What they have in common


  • Both of them are open source frameworks
  • Both are responsive, meaning the developed web app or website can run in mobile or desktop devices regardless of the screen size
  • Grid system to make easier layouts of websites or web apps
  • JavaScript extensions
  • Pre-styled CSS components


And now for the differences…



Foundation and Bootstrap comes with Sass (Syntactically Awesome Style Sheets) support which means customization will be a walk in the park. However, when it comes to flexibility in customization, Foundation has no equal. While Bootstrap provides pre-build components for the UI design (your app or website goes up and running in no time), Foundation gives you the room and the features to design your own unique designs. With Bootstrap, you are going to have to make do with the pre-existing designs and themes that bear the closest resemblance to the design you have in mind.

Browser Support

Both Foundation and Bootstrap comes with gratifying browser support, in both mobile and desktop devices: Chrome, Firefox, Safari, Internet Explorer, Edge – you name it, they support it. However, the older Internet Explorer 8 is not supported by Bootstrap version 4 and higher, and the stable releases of Foundation.


Putting it in a nutshell here – both frameworks are good at what they do. The performance benchmarks indicate that there is only a negligible difference in the performance of both Bootstrap and Foundation. But if you consider the features to measure performance, the differences will be more apparent.

The Grid system

In the beginning, Foundation had one big advantage over Bootstrap – the grid system. But recently, Bootstrap caught up to Foundation deciding to go ‘the grid system’ way, taking out the only critical difference between the frameworks. The grid system lets designers lay out the building blocks of UI, fool around with the components, and come up with some unique layout in the end. Though both the frameworks feature the grid, Foundation still has a couple of grid features to boast about that Bootstrap doesn’t have. The workaround with Bootstrap is using custom codes to get the same functionality of those grid features Foundation possesses.


When it comes to community, Bootstrap has the bigger gun. With the largest online community for a front-end framework, the designers get access to a plethora of custom themes and templates. Besides, the larger the community, the easier it is to find solutions for technical issues. However, Foundation isn’t that far behind. Though comparatively smaller, the Foundation community keeps growing consistently. It’s large enough for developers to get adequate technical support.

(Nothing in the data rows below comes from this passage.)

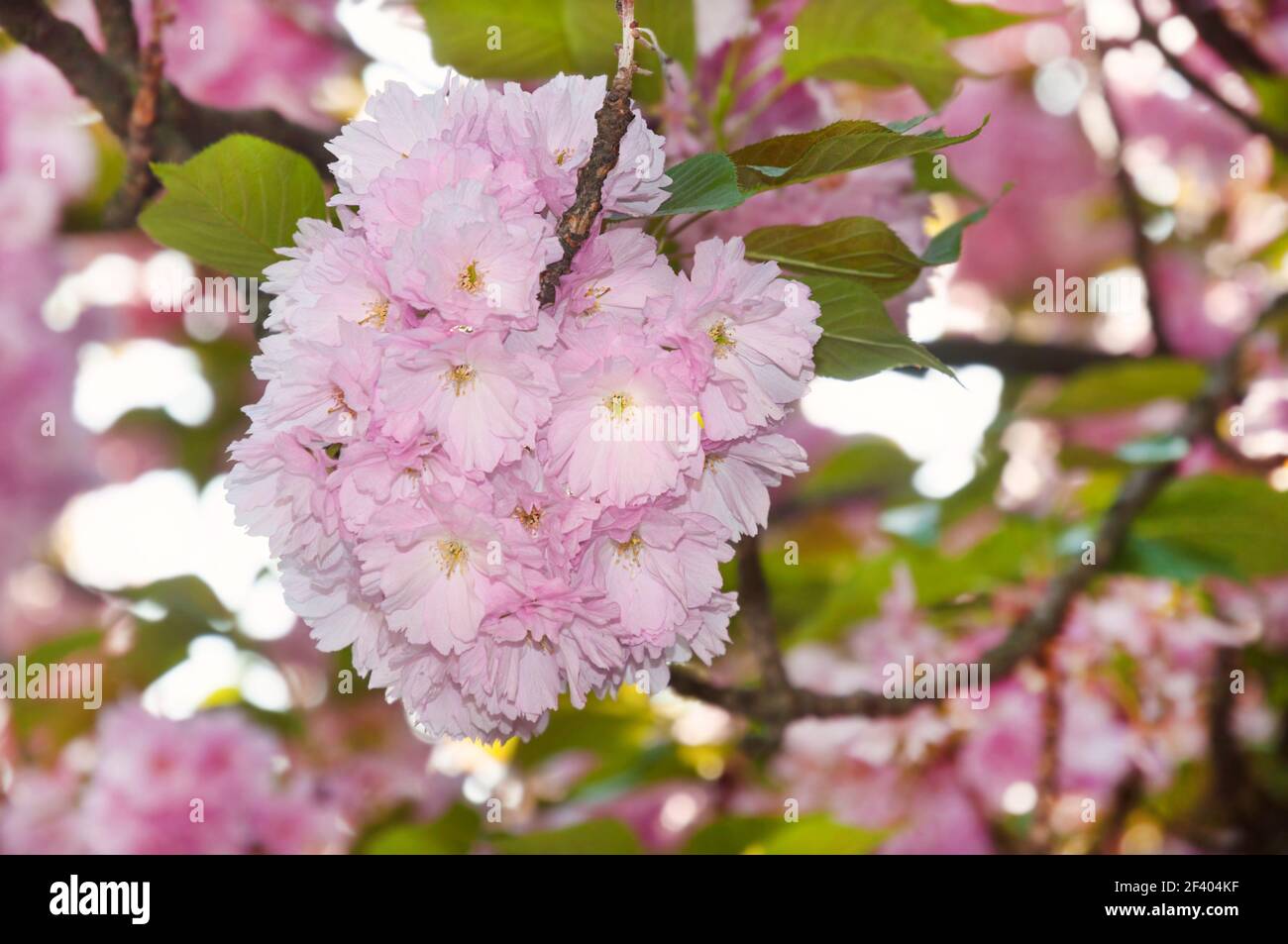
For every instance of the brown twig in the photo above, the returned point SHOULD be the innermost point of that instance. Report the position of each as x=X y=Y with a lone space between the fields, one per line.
x=120 y=33
x=610 y=124
x=1041 y=623
x=1252 y=123
x=1019 y=357
x=181 y=127
x=142 y=130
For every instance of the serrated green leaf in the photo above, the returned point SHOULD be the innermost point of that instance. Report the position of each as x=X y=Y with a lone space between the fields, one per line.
x=858 y=248
x=702 y=183
x=1225 y=524
x=720 y=181
x=858 y=336
x=838 y=147
x=945 y=246
x=235 y=204
x=958 y=20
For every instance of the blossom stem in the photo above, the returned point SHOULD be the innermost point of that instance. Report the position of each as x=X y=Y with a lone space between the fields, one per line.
x=610 y=123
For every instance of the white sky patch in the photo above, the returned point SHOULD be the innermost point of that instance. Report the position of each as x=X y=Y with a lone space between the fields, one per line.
x=158 y=527
x=394 y=38
x=141 y=373
x=932 y=419
x=215 y=665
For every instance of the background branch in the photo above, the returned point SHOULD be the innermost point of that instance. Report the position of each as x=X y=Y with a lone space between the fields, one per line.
x=1252 y=123
x=610 y=123
x=120 y=33
x=181 y=127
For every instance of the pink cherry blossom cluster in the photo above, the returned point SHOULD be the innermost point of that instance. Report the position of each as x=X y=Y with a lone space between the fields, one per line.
x=213 y=785
x=490 y=501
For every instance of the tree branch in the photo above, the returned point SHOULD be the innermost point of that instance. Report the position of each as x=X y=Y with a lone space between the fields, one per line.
x=1041 y=623
x=181 y=127
x=142 y=130
x=610 y=124
x=120 y=33
x=1252 y=123
x=1018 y=357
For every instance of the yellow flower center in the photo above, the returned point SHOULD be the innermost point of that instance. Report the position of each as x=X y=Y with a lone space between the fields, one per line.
x=720 y=336
x=376 y=313
x=451 y=557
x=629 y=552
x=618 y=403
x=529 y=519
x=460 y=376
x=471 y=278
x=593 y=292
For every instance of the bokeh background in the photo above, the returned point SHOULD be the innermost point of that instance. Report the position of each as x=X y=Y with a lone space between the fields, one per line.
x=934 y=513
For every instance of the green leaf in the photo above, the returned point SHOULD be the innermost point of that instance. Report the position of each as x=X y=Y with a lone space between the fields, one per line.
x=452 y=833
x=1227 y=524
x=1109 y=387
x=888 y=43
x=720 y=181
x=593 y=837
x=958 y=20
x=233 y=204
x=703 y=181
x=858 y=248
x=945 y=246
x=858 y=336
x=870 y=463
x=812 y=835
x=841 y=146
x=532 y=42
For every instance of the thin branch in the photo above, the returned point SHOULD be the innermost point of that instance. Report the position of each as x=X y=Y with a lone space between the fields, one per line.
x=120 y=34
x=1019 y=357
x=142 y=132
x=756 y=616
x=1041 y=623
x=1223 y=39
x=181 y=127
x=1252 y=123
x=610 y=124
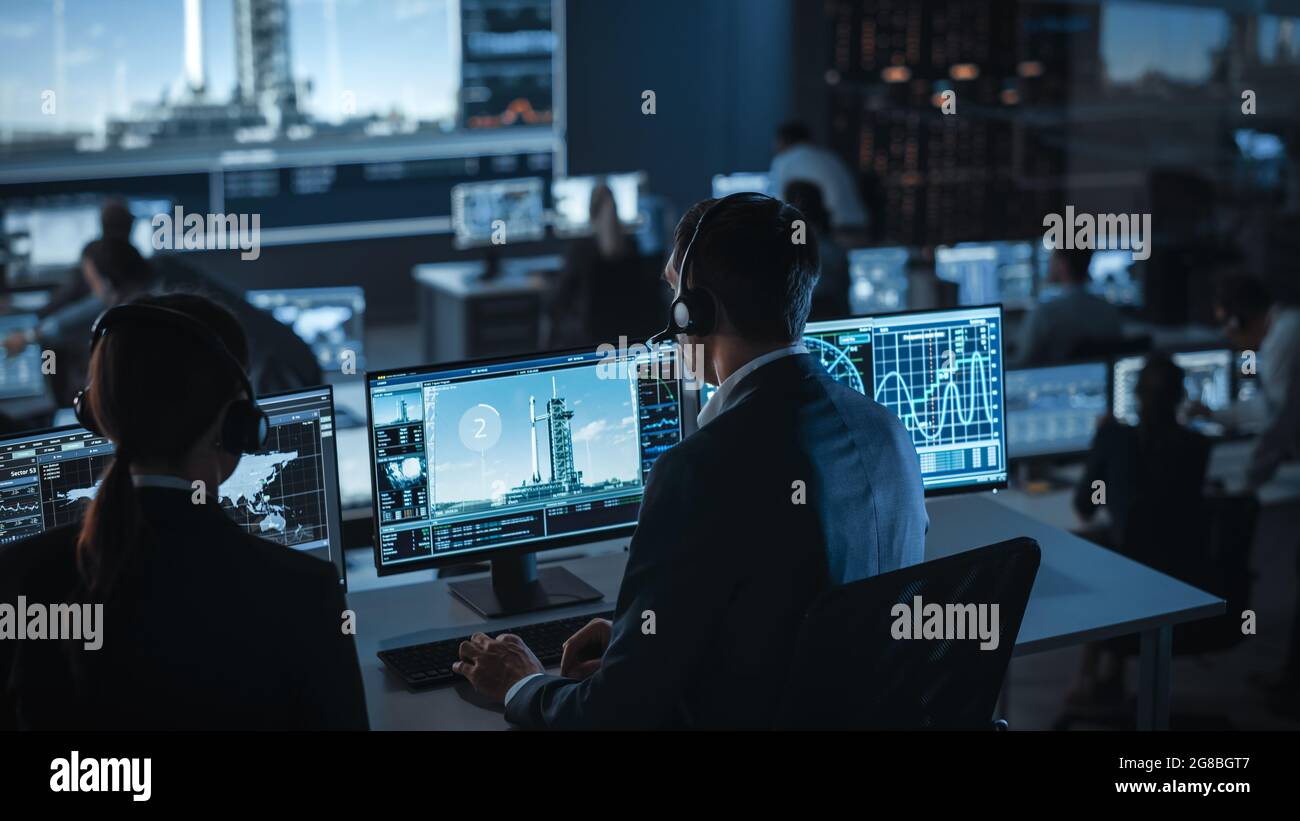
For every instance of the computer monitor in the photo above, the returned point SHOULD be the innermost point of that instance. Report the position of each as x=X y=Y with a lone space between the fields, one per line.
x=53 y=233
x=993 y=272
x=286 y=494
x=1112 y=277
x=726 y=185
x=844 y=350
x=329 y=320
x=572 y=202
x=941 y=373
x=1207 y=378
x=1054 y=411
x=20 y=373
x=497 y=459
x=878 y=279
x=510 y=209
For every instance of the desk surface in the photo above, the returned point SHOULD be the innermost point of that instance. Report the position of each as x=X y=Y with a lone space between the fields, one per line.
x=1082 y=593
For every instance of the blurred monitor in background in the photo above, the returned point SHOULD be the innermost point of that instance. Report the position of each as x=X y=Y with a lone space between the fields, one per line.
x=329 y=320
x=572 y=202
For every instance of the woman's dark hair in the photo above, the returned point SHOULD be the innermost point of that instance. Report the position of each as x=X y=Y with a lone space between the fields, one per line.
x=120 y=264
x=154 y=390
x=748 y=259
x=1160 y=391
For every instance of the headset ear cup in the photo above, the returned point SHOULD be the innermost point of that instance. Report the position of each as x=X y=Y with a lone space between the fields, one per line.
x=702 y=312
x=83 y=413
x=245 y=429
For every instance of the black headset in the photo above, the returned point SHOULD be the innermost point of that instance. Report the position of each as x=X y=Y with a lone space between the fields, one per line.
x=245 y=429
x=694 y=309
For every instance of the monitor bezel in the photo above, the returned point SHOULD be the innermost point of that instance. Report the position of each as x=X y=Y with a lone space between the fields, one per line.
x=564 y=230
x=953 y=490
x=1234 y=378
x=337 y=525
x=488 y=554
x=1073 y=454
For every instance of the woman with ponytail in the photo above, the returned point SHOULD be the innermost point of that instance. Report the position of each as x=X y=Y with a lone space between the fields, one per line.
x=203 y=625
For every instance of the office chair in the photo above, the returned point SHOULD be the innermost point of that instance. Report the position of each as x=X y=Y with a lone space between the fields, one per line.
x=849 y=673
x=1217 y=560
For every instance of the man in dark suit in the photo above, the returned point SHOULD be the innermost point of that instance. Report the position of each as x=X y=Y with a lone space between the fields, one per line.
x=791 y=485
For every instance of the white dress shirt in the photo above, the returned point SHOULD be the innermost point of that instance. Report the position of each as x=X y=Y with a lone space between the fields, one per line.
x=718 y=400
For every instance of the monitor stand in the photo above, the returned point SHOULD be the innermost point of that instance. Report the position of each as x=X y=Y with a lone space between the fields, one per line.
x=518 y=586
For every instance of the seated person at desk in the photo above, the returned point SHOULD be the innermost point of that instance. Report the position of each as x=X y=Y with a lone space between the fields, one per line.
x=606 y=289
x=202 y=625
x=728 y=554
x=1253 y=322
x=798 y=157
x=1070 y=318
x=831 y=294
x=1152 y=482
x=116 y=221
x=113 y=272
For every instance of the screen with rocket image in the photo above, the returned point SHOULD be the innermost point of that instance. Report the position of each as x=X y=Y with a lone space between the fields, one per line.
x=525 y=451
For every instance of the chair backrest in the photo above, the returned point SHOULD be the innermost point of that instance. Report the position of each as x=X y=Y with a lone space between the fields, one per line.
x=859 y=663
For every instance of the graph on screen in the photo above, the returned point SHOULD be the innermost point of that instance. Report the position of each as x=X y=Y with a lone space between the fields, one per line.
x=941 y=374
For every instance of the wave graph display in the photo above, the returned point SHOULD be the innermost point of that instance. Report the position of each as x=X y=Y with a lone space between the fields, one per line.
x=940 y=374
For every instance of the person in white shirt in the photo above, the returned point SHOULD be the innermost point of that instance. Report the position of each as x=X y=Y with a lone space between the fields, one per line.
x=798 y=159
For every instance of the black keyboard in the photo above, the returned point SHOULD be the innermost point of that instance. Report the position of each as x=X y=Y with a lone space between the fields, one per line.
x=428 y=665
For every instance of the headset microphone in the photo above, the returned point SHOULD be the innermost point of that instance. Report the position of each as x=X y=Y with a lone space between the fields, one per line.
x=245 y=429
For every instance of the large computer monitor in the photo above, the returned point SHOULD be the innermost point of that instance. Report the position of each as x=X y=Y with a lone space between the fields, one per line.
x=501 y=457
x=755 y=182
x=1054 y=411
x=878 y=279
x=329 y=320
x=993 y=272
x=941 y=373
x=286 y=494
x=51 y=234
x=20 y=373
x=1207 y=377
x=476 y=207
x=572 y=202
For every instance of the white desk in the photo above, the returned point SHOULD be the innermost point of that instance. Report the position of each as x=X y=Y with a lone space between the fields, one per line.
x=1083 y=593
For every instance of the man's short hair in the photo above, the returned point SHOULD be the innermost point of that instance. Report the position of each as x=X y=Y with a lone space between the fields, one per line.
x=748 y=259
x=793 y=133
x=1160 y=389
x=1242 y=298
x=1077 y=263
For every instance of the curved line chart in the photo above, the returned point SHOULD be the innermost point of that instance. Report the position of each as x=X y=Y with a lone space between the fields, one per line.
x=950 y=395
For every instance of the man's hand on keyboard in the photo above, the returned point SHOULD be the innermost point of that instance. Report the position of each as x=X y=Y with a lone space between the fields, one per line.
x=584 y=650
x=494 y=665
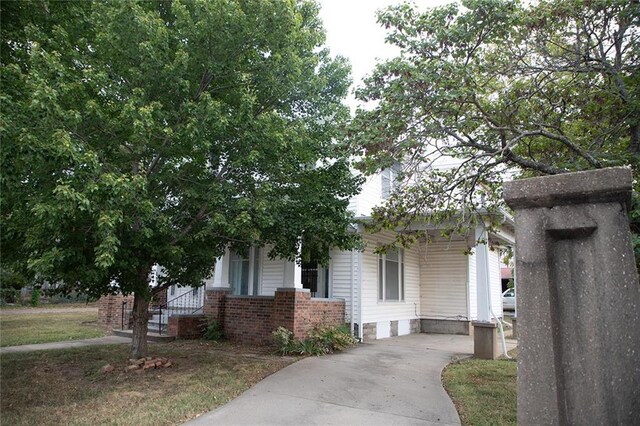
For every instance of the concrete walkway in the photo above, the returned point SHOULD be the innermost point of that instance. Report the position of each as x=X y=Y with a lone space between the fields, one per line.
x=107 y=340
x=390 y=381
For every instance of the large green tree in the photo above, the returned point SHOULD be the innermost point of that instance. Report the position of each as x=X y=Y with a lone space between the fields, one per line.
x=142 y=133
x=489 y=90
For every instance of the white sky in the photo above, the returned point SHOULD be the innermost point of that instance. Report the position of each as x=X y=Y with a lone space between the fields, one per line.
x=352 y=32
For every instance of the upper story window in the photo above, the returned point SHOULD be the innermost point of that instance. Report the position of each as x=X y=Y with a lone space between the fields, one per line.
x=390 y=179
x=391 y=276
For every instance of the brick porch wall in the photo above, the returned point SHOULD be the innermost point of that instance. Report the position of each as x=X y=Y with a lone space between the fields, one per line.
x=251 y=319
x=247 y=319
x=110 y=311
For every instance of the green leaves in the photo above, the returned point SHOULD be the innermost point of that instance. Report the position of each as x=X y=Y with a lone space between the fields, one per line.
x=493 y=90
x=161 y=132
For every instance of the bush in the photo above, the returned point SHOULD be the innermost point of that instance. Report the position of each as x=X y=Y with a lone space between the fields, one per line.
x=35 y=297
x=9 y=295
x=322 y=340
x=213 y=331
x=284 y=341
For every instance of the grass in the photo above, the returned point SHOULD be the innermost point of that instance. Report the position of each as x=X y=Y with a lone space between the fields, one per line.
x=68 y=386
x=24 y=329
x=484 y=392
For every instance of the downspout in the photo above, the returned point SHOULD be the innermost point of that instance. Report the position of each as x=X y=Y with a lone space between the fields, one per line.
x=498 y=320
x=352 y=301
x=360 y=323
x=468 y=289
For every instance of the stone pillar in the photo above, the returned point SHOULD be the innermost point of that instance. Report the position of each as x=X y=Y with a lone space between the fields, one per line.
x=578 y=299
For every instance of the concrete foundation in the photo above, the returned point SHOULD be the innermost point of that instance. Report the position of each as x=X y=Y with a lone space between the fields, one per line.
x=485 y=340
x=444 y=326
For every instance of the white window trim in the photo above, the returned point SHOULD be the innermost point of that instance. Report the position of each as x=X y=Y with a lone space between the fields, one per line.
x=401 y=275
x=252 y=263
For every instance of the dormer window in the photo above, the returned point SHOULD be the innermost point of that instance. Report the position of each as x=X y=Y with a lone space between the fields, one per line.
x=390 y=180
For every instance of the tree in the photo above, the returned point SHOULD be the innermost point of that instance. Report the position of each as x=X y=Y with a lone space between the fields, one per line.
x=143 y=133
x=495 y=89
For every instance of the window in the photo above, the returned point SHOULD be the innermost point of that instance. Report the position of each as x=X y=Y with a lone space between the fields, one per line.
x=390 y=180
x=238 y=274
x=391 y=276
x=244 y=272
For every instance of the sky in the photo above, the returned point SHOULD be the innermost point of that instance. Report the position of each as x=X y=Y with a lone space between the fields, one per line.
x=352 y=32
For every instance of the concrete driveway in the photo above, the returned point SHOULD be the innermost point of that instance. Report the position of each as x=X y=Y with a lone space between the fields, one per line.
x=394 y=381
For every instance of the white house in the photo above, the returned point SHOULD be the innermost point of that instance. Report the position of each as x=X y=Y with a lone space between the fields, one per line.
x=433 y=286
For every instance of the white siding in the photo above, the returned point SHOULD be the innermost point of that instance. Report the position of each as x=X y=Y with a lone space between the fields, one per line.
x=369 y=197
x=444 y=281
x=341 y=278
x=495 y=282
x=272 y=273
x=473 y=287
x=372 y=309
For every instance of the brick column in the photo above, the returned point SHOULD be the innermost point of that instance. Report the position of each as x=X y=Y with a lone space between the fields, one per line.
x=110 y=311
x=214 y=301
x=290 y=310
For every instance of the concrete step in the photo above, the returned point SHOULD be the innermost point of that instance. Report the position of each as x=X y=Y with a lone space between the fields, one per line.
x=151 y=336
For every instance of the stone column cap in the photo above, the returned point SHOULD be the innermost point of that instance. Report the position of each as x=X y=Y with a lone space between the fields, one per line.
x=296 y=289
x=593 y=186
x=484 y=324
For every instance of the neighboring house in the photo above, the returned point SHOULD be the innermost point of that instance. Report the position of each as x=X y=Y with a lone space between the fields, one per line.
x=430 y=287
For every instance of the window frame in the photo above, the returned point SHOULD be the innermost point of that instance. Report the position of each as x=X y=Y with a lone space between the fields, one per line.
x=382 y=277
x=389 y=180
x=254 y=273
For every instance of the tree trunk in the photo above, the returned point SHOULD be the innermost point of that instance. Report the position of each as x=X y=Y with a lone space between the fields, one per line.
x=140 y=326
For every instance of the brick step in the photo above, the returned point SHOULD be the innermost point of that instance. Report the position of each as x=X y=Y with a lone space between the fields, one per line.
x=151 y=336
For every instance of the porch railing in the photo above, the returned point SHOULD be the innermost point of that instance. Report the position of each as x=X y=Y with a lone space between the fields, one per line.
x=189 y=302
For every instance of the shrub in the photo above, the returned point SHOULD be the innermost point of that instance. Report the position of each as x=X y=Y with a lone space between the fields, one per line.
x=9 y=295
x=322 y=340
x=332 y=338
x=284 y=341
x=35 y=297
x=213 y=331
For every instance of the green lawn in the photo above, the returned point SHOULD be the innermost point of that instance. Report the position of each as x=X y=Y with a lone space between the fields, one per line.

Which one triumphs over the other?

Now that’s something which ultimately comes down to the personal preferences of the designer. Because neither framework is going to disappoint the designers despite their relative strengths and vulnerabilities. While you can bet on Foundation for its ‘Mobile-first’ responsiveness, Bootstrap is the way to go if you are going to be relying on community support often.

The scale tilts slightly in favor of Bootstrap because of its grid system, speed and stability. Foundation offers more flexibility, and will quite likely catch up to Bootstrap soon with a couple of updates.